Word is a La Nina winter is coming, which in the northwest means more precipitation and colder temperatures than normal. Read: a good snow year. To those hoping to climb Mt Rainier in September, however, it means little hope of success this year. As of the end of this trip, no one had summited the mountain in 10 days, and it doesn't look likely in the next few.
Last week a bunch of snow fell over the course of a storm or two, and the mountain now looks ready for winter, fully cloaked in snow. This means snow angels are possible, but avalanches are as well; up to four feet of fresh snow are sitting on top of a smooth crust with the potential to slide. Not a big deal on a small slope, but on a big one, with a crevasse not too far below, it is a risk to be weighed carefully, especially when leading clients on the mountain. On my most recent trip (and last of my season), it was raining and blowing 90 miles an hour at Camp Muir at 6am. We left camp going down, not up.

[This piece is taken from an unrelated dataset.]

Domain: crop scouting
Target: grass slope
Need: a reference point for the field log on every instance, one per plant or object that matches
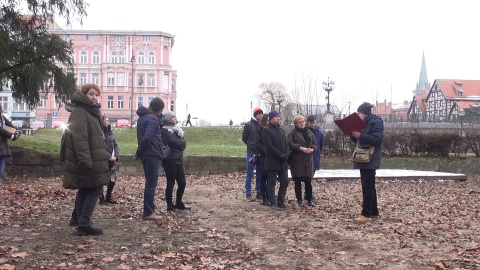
(201, 141)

But there's no such thing as bad weather, just bad clothing (well, sort of). The fall rains aren't the end of outdoor recreation, just a shift. Dave and I went for a drizzly hike up a grunt of a peak near Bellingham, and instead of flowers and mountain views, were rewarded with blueberries, a bear sighting, and plenty of solitude. What more can you ask for? When your hands get cold from picking berries, you can just hunker down and do it like the bears do...
That's the end of my Cascade season, and I'm ready for a little more stable weather. Next up, it's time to head to Nepal for Alpine's Everest Base Camp trek again. No Island Peak climb this time, just walking in more beautiful mountain terrain.